5 Ways to Boost Morale on Your Start-up Team: Lessons From Company Connector

a multi-ethnic group of business people, just moved in a new office.
a multi-ethnic group of business people, just moved in a new office.

Positive morale on technology start-up teams is critical for overcoming product development delays, slow user adoption, and a lack of revenue or external financing. Yet maintaining morale can pose an ongoing challenge, particularly when it feels like you have undertaken a Sisyphean effort burdened by a never-ending series of roadblocks. Start-up teams with members playing part-time roles across multiple geographic locations may find this even more difficult to manage. This has certainly been my experience at Company Connector, which matches professionals with the best employers for them and whose team members work in San Francisco, New York, Boston, Chicago, and Mumbai.

Based on my leadership experience at Company Connector, here are five ways to boost morale on your start-up team:

1. Celebrate the smallest of successes

Don't allow the failure to meet your development schedule or achieve your monthly milestones to cast a pall over your team. While it's tempting to view success and failure as binary, it's useful to remember that many small events and activities are positive indicators and provide a reason for celebration. Seize on those successes, whether it's a write-up of your business or a handful of new Twitter followers or a testimonial from a user. Share those successes during your next team meeting. Success begets more success.

2. Keep things light

The success of your start-up is not a matter of life and death, so aim to have some fun along the way. After all, working on a start-up is hard enough; a humorless work environment becomes intolerable. Make the off-color joke. Use self-deprecating humor. Start the next team meeting with your new card trick. And, yes, execute an April Fool's joke: my roommate convinced the engineers on his team a couple weeks ago that they needed to accede to their investors' demands to undertake a seismic pivot from legal search to social photo-sharing. Suckers!

3. Make a cross-country trek

We are social creatures who thrive on interaction. There is a reason Yahoo recently ordered its employees back to the office: in-person collaboration can motivate people and stimulate creative thinking and fresh ideas. While flying across the country is neither easy nor inexpensive, getting the team together occasionally for weekend "hackathons" reminds everyone that this is real, you are in it together, and you'll do whatever it takes to succeed.

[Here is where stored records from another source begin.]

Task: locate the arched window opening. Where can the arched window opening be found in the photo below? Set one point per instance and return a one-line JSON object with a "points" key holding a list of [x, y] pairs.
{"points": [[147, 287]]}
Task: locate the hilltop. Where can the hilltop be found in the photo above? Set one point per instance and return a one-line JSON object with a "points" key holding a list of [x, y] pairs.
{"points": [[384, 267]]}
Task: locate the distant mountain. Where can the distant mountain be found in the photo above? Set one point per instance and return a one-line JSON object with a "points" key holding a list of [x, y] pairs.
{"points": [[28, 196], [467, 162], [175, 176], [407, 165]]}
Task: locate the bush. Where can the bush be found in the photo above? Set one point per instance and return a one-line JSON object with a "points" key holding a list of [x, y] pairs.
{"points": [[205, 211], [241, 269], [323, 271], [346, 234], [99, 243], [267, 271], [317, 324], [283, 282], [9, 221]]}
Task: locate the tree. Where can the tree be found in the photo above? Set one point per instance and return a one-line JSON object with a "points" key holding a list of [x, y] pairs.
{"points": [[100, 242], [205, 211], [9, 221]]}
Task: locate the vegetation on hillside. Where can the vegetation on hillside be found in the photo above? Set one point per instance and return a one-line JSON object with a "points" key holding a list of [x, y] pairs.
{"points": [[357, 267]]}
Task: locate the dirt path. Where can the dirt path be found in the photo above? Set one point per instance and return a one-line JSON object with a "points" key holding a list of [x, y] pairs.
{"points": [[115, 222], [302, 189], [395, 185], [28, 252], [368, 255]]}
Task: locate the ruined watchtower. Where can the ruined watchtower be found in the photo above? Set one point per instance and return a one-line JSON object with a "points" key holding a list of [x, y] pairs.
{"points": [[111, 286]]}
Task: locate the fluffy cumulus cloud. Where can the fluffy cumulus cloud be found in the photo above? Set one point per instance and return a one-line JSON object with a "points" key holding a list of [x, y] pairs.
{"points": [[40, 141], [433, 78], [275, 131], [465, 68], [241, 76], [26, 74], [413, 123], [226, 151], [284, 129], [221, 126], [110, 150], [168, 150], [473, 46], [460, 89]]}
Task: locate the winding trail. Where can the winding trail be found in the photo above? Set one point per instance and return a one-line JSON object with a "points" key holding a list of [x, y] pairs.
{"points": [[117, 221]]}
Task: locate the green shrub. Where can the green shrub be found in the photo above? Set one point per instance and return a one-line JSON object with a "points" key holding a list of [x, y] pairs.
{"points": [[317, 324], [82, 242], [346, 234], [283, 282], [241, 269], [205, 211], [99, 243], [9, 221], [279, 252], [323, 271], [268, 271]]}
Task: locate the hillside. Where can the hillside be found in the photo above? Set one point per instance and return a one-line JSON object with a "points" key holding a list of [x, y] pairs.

4. Send an inspirational email
Everyone needs a dose of inspiration, particularly when your team's sign-up and traffic goals remain elusive. Take a few minutes away from developing that killer new feature to send a message of encouragement. Put yourself in the shoes of another team member and consider what would make them feel good about the work they're doing and the mission you're on. Thank them genuinely for their contributions.

5. Make a surprise gesture
Most entrepreneurs are motivated not only by the prospect of significant financial returns, but also by opportunities to learn, enhance their skills, gain unique experiences, work in a fast-paced environment, and build professional connections. Explore how to provide those opportunities, like paying for your intern to attend a cool start-up conference or bringing in an outside expert to share some best practices. Any gesture can make a difference, especially when it comes a surprise. Order pizza to be delivered to your team members' apartments during a remote working session. If nothing else, make some cool t-shirts.